I think that Susan had come to Tymshare, (or perhaps Key Logic) before she wrote on Keykos.
Here is how I recall the episode at Key Logic in 1987 that you refer to.
The team of about 5 people came for a week. Initially they were skeptical that an assembly language program could be evaluated. We read the Orange book as you describe as being oriented towards Multics and concomitantly towards Unix which took much structure from Multics. The TSCEC team viewed the Orange book from a high level and after we had described our architecture, they showed us how to interpret the Orange book requirements in our framework. With that orientation it became fairly clear that we could meet the requirements, and several demands that were omitted from the Orange book as well because such demands appeared infeasible. One such demand was resistance to viruses.
Over all they were enthusiastic about Keykos. I don’t remember the precise terminology but I think that the only reason they did not recommend the highest level evaluation was that such evaluation require having been written by pre cleared people.

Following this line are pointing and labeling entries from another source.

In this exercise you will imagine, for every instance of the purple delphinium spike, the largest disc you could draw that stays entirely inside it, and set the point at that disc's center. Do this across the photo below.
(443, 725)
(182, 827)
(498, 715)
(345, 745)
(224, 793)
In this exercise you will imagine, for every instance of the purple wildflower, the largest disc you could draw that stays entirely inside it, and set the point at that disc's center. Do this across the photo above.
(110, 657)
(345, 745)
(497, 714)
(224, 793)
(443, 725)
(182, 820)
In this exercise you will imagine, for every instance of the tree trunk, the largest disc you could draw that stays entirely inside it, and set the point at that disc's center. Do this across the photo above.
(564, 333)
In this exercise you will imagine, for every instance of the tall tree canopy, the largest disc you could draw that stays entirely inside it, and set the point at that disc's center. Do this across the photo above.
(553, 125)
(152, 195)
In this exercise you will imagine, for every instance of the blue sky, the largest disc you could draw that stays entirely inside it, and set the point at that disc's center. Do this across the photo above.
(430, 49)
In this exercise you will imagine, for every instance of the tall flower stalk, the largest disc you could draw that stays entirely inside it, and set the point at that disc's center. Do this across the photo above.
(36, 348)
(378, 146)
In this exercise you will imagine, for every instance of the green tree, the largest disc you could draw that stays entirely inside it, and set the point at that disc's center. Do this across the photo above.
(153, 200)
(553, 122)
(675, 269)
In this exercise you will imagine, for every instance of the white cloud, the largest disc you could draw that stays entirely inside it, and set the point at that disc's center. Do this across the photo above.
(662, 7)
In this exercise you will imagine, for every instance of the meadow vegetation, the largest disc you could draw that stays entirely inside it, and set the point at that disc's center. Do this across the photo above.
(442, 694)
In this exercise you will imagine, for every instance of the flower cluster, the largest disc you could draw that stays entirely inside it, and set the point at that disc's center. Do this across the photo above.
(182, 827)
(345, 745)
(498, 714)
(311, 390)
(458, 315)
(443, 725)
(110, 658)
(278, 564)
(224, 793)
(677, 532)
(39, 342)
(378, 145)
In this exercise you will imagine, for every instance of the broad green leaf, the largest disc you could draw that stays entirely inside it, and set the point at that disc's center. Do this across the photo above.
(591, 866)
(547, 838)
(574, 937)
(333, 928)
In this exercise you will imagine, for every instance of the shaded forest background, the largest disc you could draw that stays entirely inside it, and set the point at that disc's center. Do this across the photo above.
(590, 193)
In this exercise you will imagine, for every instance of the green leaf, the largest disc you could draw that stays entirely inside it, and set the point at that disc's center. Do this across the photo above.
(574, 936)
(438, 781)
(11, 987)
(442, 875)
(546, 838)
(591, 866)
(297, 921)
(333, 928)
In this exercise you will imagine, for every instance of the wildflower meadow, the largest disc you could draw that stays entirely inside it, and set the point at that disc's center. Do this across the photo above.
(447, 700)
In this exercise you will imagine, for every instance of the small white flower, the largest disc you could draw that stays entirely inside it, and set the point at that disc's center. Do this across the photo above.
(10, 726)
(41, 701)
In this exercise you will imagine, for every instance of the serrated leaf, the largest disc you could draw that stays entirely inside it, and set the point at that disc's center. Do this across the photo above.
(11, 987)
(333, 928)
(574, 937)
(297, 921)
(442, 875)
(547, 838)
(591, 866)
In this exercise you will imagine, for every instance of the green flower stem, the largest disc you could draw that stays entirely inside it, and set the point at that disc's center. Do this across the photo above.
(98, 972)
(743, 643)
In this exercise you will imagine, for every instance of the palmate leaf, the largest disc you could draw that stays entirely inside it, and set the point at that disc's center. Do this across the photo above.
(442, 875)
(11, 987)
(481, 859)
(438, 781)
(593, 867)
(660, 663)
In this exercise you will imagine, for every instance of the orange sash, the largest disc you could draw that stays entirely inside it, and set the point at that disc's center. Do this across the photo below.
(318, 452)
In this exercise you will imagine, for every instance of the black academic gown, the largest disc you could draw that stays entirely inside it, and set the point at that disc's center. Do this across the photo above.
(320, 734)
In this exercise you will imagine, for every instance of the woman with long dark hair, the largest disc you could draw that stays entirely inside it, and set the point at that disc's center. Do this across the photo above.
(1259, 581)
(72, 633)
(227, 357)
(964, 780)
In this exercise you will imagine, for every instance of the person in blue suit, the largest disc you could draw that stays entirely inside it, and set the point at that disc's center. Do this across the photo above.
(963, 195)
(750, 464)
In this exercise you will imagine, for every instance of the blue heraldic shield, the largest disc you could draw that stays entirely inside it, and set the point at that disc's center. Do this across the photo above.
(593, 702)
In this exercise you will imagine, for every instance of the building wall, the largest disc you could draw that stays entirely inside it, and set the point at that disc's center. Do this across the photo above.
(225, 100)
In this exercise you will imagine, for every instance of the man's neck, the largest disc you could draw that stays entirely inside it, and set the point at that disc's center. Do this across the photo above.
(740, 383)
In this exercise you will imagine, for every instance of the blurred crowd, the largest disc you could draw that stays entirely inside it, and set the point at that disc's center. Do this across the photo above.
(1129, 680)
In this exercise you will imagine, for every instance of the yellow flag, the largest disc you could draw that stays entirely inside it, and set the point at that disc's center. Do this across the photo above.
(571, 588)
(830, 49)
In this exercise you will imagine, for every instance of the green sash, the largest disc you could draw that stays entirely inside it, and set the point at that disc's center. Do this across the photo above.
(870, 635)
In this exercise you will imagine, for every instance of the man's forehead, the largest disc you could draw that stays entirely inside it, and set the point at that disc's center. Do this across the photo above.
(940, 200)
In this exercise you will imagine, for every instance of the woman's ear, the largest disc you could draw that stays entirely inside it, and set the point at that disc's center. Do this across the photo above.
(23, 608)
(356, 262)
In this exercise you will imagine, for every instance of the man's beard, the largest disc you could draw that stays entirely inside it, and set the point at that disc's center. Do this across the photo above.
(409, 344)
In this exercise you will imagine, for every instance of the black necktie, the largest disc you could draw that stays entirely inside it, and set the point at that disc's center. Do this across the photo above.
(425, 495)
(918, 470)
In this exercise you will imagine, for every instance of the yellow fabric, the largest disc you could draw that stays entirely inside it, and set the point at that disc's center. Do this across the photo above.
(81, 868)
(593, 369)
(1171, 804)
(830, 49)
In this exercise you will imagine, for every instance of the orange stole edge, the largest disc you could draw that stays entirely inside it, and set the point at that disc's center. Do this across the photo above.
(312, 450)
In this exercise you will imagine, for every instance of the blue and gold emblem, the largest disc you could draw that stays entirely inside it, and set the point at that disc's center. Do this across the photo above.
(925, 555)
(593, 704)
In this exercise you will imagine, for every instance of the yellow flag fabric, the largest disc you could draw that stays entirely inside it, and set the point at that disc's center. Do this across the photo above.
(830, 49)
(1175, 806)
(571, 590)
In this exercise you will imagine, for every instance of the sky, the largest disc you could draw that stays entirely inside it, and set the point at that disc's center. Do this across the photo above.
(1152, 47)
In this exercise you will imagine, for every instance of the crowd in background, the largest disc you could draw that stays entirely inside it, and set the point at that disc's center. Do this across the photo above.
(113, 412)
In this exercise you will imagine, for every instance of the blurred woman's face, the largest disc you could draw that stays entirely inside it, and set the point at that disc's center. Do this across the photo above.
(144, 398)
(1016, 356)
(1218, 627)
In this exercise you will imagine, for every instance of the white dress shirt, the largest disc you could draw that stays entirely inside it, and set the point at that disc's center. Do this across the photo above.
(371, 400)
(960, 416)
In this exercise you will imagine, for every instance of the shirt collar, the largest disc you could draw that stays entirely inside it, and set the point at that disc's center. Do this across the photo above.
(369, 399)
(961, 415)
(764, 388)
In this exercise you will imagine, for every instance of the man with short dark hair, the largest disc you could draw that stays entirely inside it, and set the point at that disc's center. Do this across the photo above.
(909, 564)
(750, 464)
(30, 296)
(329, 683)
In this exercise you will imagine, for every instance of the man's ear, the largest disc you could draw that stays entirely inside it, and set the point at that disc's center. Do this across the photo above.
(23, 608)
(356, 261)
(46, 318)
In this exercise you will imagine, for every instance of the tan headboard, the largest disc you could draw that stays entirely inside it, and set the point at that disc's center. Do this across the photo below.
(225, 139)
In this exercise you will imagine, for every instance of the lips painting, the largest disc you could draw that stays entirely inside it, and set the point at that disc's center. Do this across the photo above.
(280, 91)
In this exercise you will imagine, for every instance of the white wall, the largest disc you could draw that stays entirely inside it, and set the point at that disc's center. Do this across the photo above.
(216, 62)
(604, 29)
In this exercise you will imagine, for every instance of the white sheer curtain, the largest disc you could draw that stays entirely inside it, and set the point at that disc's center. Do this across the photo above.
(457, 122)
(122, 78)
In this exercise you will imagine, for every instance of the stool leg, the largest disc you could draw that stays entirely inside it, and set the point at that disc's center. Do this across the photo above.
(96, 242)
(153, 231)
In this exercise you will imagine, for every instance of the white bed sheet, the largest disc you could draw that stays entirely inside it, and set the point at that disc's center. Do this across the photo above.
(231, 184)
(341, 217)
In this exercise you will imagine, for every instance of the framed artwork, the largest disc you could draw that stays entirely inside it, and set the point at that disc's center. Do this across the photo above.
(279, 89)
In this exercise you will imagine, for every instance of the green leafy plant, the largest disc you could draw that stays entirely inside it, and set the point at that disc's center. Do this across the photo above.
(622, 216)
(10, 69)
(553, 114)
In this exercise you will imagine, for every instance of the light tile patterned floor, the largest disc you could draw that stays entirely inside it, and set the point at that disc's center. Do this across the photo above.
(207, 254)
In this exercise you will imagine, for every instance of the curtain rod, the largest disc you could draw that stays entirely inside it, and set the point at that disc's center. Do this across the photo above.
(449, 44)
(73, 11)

I think that the Boebert confusion was due to the normal assumption that who ever produces functionality for a capability system (code) does so by producing an object that obeys that code, along with the initial capabilities of that object. This allows the producer to include capabilities to export the secrets that the object deals with. This was seen as a problem in Keykos fairly early and the Factory codified our solution. With the factory the provider of the program is not the provider of the initial capabilities. The factory affords confinement. The object that gets to see the secrets has no capabilities to send data, except back to the agent that provided the secrets.